In Nehemiah 8:6, after Ezra opened the Word of God before the people, they all lifted their hands in praise to God; then “they bowed down and worshiped the Lord with their faces to the ground.”

In Job 1:20, after receiving news that his family and wealth had been decimated, Job “got up and tore his robe and shaved his head. Then he fell to the ground in worship.”

The implication is that a physical aspect of worship signifies a condition of the heart. If in worship one literally bows down before God, he must first bow his will to him. All three examples from the Old Testament show there is more involved in worship than passive observation of a service in a church.

New Testament

In the New Testament, a half-dozen or so words are translated worship, but here again, one word dominates: the word proskuneo means to prostrate, to kneel in homage or respect. Again, a physical action is involved in the act of worship.

Revelation 11:16 says, “And the twenty-four elders, who were seated on their thrones before God, fell on their faces and worshiped God.”

Revelation 7:11 says, “All the angels were standing around the throne and around the elders and the four living creatures. They fell down on their faces before the throne and worshiped God.”

These two passages depict worship in Heaven and the physical act of prostration that accompanied it. If the references in Revelation are more than symbolic (and I believe they are), they give more credence to the physicality of worship.

Satan’s third temptation of Jesus in the desert centers on this issue. “All this I will give you . . . if you will bow down and worship me” (Matthew 4:9). Satan seems to realize worship requires something more than passive observation or intellectual assent to a group of facts.

Our Responsibility and God’s Response

The church seems to have lost what it means to worship the God of the universe. We sit in our pews, nicely dressed and well fed, often looking at the clock, hoping the preacher won’t go past noon so we can go home and watch our football or basketball games. We have lost what it means to be in the presence of the Almighty.

Psalm 100:1, 2 and 4 indicate we should be joyful in his presence, but verse 3 gives us the reason: we are his. “It is he who made us and we are his”! He is our ruler, our King, the only one who truly controls our destiny.

In today’s world, we chafe at anything that claims rights over us, and we dislike the idea of bowing down before anyone. But true worship must acknowledge our low estate before God. Any act of so-called worship backed by an attitude of self-reliance is not worship; instead, it falls under Isaiah’s condemnation of “filthy rags” (Isaiah 64:6). Peter said, “Humble yourselves, therefore, under God’s mighty hand, that he may lift you up in due time” (1 Peter 5:6). That sentiment is echoed in James 4:10.

Our responsibility is to come before God with an attitude of humility, a heart bowed before him. It might be necessary for some to fall prostrate in order to teach themselves the heart attitude. But, as we humble ourselves, God’s response is to lift us up and give us the joy mentioned in Psalm 100 (“shout for joy to the Lord”) and other places.

It’s Not About Us

The direction of worship is also important.

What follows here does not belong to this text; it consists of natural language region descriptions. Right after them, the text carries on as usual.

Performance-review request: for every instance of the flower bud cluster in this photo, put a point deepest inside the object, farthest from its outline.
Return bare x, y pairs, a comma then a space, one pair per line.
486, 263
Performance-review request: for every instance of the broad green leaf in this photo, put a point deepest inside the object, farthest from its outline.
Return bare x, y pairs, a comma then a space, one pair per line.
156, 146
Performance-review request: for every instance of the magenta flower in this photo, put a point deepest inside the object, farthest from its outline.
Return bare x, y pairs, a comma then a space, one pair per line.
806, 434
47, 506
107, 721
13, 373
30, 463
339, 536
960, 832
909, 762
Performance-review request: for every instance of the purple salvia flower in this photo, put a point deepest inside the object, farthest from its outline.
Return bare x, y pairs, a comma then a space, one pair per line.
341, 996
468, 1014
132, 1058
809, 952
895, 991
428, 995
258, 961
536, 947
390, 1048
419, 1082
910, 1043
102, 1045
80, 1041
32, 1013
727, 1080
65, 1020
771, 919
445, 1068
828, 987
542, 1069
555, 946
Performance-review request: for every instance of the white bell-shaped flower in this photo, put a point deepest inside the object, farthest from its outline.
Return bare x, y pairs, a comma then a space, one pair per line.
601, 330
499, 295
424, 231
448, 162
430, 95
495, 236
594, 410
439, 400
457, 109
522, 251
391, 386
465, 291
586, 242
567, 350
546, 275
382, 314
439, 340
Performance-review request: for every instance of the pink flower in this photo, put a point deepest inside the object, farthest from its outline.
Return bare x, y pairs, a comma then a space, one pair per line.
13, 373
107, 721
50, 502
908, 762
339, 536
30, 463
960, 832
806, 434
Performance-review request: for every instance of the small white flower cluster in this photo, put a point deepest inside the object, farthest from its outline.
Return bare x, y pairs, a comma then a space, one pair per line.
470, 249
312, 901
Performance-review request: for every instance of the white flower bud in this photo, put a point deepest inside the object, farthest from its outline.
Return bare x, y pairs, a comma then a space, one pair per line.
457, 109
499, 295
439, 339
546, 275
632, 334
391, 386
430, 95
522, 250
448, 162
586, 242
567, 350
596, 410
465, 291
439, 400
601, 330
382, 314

Our songs and prayers often center on what God has done for us. This is not a problem, if our focus does not remain there. It is good that we declare what God has done, but true worship declares the glory of God, not stopping at the personal results of salvation.

Looking again to Psalm 100, we are told to “shout for joy to the Lord” (v. 1) and to “come before him with joyful songs” (v. 2). Then we are to “know that the Lord is God” (v. 3). Why? “It is he who made us, and we are his” (v. 3). We recognize that he is the Creator. This is what I call declarative worship—declaring God’s greatness. The focus needs to be upwards, on the One who deserves our praise.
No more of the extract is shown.